Coincidentally, my wife Kate had just herself started listening to Glen Beck and Michael Savage while driving between Whole Foods, book club, the DMV, and other effete liberal destinations. She assured me that I should not be so circumspect.

So we agreed to consume nothing but right wing media for the month of May. The only national news source allowed is the Rupert Murdoch-owned Wall Street Journal. Beyond that, only a cloud of punditry, AM radio, and Chuck Norris. The only mainstream news we're allowing ourselves will be the source material linked from The Drudge Report,, and the like. We hope this effort will answer a few questions:

1) Are hardcore conservatives really as crazy as we assume they are?

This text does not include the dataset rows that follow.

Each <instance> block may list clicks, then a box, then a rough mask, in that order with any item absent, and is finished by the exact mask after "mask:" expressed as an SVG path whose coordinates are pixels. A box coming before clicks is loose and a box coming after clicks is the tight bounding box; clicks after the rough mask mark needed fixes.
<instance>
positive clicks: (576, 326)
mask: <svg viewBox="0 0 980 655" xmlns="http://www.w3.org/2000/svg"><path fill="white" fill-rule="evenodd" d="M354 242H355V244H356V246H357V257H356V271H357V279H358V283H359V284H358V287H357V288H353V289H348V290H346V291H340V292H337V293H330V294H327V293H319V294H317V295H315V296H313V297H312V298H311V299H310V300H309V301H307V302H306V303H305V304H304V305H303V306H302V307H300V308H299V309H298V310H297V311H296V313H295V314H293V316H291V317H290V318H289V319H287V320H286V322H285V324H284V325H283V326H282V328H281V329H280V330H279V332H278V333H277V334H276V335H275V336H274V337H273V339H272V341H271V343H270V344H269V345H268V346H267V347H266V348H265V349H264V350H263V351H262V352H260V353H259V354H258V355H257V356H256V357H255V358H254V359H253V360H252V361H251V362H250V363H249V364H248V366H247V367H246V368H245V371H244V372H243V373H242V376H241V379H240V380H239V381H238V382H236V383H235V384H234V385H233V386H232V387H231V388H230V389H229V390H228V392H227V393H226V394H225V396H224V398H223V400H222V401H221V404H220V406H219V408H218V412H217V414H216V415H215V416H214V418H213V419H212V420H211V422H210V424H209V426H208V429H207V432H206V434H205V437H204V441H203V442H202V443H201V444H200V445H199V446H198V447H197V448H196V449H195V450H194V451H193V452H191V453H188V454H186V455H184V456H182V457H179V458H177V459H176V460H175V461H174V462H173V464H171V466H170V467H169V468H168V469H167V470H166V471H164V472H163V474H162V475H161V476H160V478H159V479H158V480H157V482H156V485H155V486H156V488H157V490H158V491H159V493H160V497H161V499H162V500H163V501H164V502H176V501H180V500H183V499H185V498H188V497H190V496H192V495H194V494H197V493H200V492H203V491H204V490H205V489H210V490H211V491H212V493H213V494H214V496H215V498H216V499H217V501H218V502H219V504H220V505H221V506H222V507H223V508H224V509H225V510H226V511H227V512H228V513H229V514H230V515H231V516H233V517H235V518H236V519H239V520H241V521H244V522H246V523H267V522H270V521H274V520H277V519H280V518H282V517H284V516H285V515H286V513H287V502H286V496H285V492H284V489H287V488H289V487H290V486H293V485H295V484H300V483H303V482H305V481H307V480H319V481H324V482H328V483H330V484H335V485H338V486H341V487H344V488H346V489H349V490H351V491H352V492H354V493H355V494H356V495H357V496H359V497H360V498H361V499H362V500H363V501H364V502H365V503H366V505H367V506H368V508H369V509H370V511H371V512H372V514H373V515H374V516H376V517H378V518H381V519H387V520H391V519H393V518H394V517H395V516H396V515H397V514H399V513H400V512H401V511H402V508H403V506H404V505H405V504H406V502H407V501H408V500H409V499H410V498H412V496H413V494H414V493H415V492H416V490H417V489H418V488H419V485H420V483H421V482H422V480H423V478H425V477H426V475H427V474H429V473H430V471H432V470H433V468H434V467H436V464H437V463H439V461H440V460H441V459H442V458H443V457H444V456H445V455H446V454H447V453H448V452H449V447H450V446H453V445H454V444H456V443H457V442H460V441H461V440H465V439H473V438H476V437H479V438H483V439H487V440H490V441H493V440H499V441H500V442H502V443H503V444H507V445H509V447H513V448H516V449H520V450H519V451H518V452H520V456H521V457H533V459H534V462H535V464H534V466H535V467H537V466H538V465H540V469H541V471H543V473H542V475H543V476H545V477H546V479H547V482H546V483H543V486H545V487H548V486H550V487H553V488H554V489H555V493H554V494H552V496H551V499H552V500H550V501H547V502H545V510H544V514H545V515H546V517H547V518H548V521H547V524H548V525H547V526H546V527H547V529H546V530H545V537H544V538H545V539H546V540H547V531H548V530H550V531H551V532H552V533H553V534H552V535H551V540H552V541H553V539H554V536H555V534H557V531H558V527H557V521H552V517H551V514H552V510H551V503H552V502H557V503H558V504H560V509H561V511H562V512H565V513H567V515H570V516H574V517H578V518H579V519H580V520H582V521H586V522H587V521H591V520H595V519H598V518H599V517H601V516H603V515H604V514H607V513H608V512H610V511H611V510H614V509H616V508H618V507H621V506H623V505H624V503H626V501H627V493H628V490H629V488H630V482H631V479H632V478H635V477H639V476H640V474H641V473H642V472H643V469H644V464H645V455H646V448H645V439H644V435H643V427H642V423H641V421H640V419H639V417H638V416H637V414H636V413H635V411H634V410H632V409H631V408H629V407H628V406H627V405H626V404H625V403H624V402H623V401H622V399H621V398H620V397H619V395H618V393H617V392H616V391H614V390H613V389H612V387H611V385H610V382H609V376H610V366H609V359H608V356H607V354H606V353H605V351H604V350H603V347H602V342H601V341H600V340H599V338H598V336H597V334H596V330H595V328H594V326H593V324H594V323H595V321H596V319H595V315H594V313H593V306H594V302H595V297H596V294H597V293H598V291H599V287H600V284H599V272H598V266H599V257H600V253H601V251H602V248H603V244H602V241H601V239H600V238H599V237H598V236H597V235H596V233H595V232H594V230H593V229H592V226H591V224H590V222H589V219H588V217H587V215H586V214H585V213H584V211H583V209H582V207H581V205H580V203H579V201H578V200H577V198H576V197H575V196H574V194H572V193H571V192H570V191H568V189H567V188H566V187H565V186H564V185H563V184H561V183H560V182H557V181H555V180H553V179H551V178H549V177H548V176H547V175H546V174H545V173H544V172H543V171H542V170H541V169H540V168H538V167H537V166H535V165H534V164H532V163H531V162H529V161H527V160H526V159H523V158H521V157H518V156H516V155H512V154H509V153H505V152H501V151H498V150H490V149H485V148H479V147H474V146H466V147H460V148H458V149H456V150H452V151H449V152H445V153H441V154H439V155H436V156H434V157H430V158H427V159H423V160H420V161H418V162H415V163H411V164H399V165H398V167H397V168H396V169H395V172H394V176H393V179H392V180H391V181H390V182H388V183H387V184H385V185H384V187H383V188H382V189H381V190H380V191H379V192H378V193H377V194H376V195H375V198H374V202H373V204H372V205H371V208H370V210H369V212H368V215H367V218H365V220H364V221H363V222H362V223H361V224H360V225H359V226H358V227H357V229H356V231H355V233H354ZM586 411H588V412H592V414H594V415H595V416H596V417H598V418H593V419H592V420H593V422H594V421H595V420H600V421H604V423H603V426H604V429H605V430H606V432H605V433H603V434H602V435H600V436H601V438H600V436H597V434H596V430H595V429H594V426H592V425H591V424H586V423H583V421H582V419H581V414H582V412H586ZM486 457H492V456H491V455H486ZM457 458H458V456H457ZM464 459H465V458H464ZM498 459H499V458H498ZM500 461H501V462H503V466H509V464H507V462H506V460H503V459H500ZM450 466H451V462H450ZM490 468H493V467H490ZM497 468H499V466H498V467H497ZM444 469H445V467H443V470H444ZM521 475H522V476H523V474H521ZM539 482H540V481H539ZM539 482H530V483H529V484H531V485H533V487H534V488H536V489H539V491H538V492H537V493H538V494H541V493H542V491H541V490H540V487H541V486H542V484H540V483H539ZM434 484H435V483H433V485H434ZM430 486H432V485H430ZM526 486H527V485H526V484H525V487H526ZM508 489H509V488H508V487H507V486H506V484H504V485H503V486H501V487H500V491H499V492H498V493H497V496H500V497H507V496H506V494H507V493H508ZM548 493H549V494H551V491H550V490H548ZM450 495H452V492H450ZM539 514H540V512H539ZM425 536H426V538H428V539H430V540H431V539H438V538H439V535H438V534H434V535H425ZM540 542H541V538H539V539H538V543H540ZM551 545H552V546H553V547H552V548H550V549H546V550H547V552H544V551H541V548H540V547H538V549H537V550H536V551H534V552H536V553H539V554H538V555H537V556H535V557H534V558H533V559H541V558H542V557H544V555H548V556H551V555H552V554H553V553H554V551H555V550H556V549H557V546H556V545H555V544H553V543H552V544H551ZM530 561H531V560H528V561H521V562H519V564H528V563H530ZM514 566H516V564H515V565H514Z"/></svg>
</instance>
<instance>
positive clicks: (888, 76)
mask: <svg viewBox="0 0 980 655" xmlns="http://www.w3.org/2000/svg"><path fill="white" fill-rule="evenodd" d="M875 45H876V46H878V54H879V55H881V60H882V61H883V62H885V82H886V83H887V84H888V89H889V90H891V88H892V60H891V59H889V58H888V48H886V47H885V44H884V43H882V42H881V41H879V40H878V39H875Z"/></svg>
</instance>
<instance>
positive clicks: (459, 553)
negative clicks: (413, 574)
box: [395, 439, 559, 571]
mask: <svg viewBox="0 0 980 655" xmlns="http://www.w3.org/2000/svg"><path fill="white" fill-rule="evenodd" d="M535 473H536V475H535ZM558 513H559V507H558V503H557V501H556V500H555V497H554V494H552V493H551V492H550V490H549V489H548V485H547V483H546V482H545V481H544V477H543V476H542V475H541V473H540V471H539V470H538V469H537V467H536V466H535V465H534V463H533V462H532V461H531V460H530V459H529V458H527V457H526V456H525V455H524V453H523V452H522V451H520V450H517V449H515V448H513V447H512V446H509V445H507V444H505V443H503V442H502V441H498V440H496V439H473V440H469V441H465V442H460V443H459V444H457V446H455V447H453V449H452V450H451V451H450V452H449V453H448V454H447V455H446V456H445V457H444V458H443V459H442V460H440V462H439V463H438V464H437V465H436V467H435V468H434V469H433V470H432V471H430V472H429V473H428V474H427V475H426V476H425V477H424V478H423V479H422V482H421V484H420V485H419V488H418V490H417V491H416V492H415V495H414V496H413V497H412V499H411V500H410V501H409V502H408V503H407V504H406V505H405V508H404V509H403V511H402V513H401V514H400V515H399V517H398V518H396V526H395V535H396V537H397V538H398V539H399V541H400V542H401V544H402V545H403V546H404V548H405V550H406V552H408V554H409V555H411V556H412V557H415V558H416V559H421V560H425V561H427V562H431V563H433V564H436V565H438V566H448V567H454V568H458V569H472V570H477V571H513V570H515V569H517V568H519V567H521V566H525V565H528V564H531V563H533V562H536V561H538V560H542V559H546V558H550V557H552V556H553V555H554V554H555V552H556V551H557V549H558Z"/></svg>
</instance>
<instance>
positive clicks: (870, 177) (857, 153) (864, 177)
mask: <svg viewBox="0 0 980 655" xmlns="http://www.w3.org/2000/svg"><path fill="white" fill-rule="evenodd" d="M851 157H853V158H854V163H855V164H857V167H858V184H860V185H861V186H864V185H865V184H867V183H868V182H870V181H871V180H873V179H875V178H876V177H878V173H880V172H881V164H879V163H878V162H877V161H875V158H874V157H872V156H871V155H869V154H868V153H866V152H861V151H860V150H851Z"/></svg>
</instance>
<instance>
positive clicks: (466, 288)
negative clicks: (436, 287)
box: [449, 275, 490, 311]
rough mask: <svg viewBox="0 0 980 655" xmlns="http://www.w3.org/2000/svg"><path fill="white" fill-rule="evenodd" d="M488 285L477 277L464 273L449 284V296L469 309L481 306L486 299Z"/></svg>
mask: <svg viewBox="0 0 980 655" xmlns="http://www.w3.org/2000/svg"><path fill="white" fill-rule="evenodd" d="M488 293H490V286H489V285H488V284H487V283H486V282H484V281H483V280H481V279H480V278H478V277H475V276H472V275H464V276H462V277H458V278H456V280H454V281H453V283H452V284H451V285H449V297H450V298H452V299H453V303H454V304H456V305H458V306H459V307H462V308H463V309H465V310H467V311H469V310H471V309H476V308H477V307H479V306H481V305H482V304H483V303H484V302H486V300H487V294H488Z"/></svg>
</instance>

Just checking.
2) Could our prejudices about the conservative movement be preventing us from seeing legitimate and important policy solutions from the Right?
3) Does the media universe that serves the conservative movement give a full enough account of current events to allow listeners to make an informed decision?
4) Does the tone and presentation of conservative media provoke an emotional response that makes the content more persuasive?

We'll see. More to come on the details, but this thing kicks off on Friday. Right now, I'm drinking yerba mate and nibbling tempeh to strengthen my system--because come Friday, it's nothing but red meat for me.